Why Do We Shiver


When you are out in a cold environment, you start feeling shivers after some time. You may also feel the same after taking certain medicines and treatments. However, the reason behind your feeling of these shivers is your nervous system and reflexes. Basically, it is your nervous system that keeps you safe and maintains your health by controlling your reflexes. Your nervous system includes your brain, spinal cord and nerves. These nerves carry all kinds of information to your brain so it can decide to take the right action.

When you experience a colder environment in which the outside temperature is much lower than your normal body temperature, your nerves take immediate action to send signals to your brain that your body is at a dangerous temperature and needs to be warmer.

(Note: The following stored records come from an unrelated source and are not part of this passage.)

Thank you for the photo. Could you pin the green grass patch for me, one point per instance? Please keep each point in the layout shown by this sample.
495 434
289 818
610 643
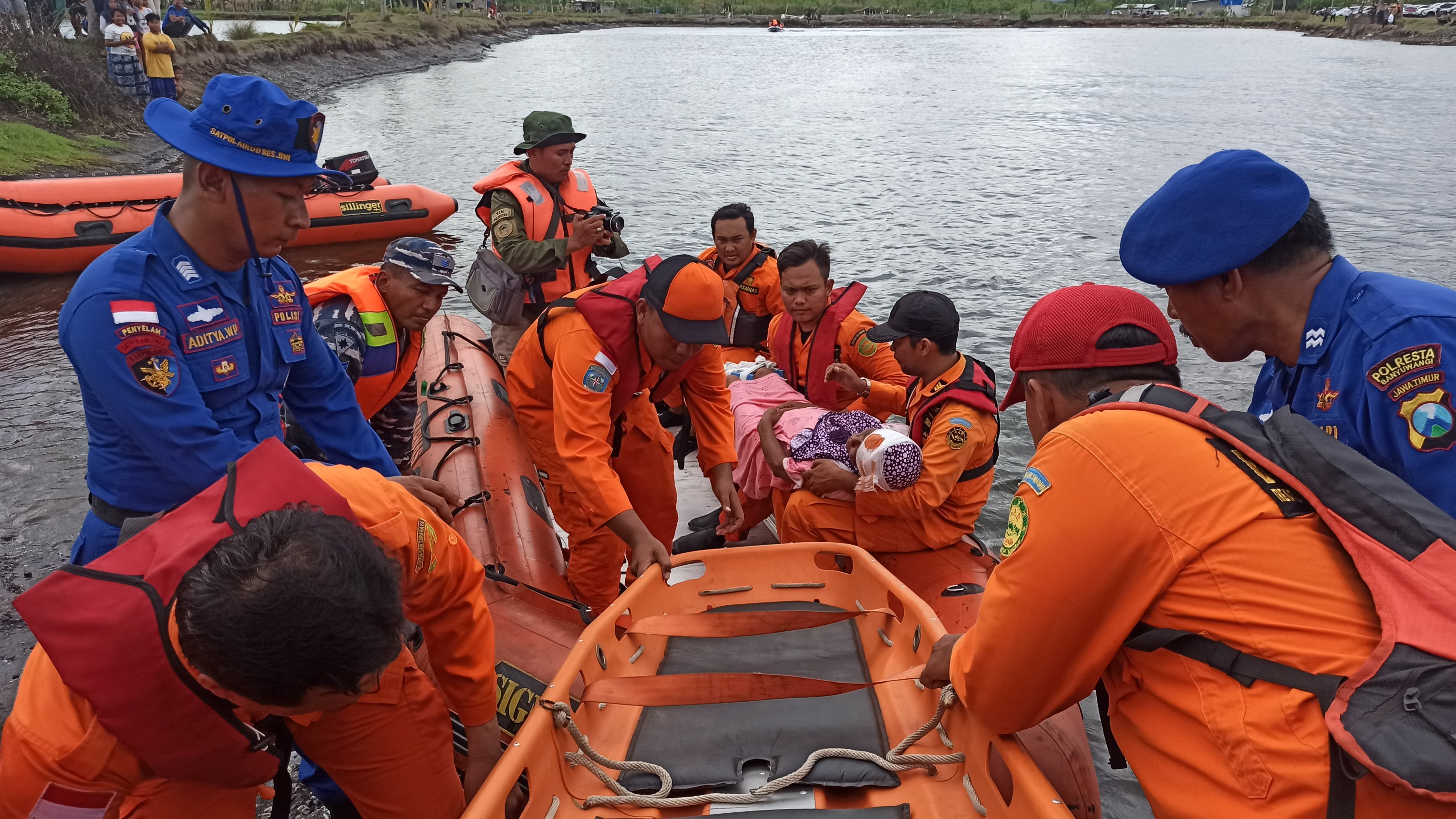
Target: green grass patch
27 148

This helps your brain control the action of your body muscles. Your muscles start a faster action of tightening and loosening repeatedly. This makes the body temperature higher so you start feeling warmer. Thus, a difference in your body temperature and outside temperature is balanced by the action of your nervous system. It stops the shivering that you experience due to a sudden shift in temperature.

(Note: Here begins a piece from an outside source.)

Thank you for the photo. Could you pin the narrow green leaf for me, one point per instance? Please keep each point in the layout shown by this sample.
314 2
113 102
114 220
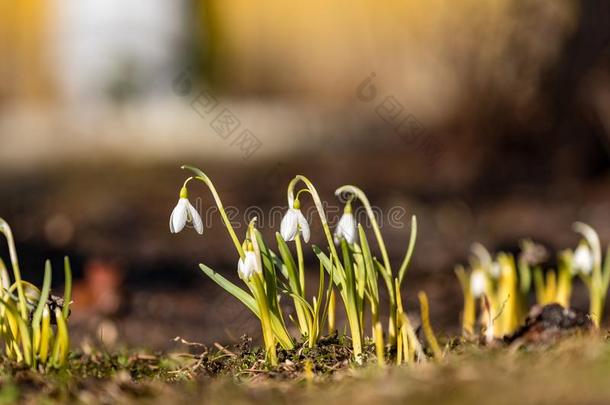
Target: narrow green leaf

Although lower temperature majorly causes you to shiver, you may also experience shivers when you are badly scared of something or feel quite excited about something. In all such cases, your nerves become the regulator of your body temperature and stop your shivers. Your nerves indicate your body’s condition to the spinal cord and brain. After this, your muscle action starts to warm you up. You may have felt this muscle action through Goosebumps. Thus, you now know how to react to these Goosebumps when you are going to swim in cold water or when you are going for a bike ride in winter.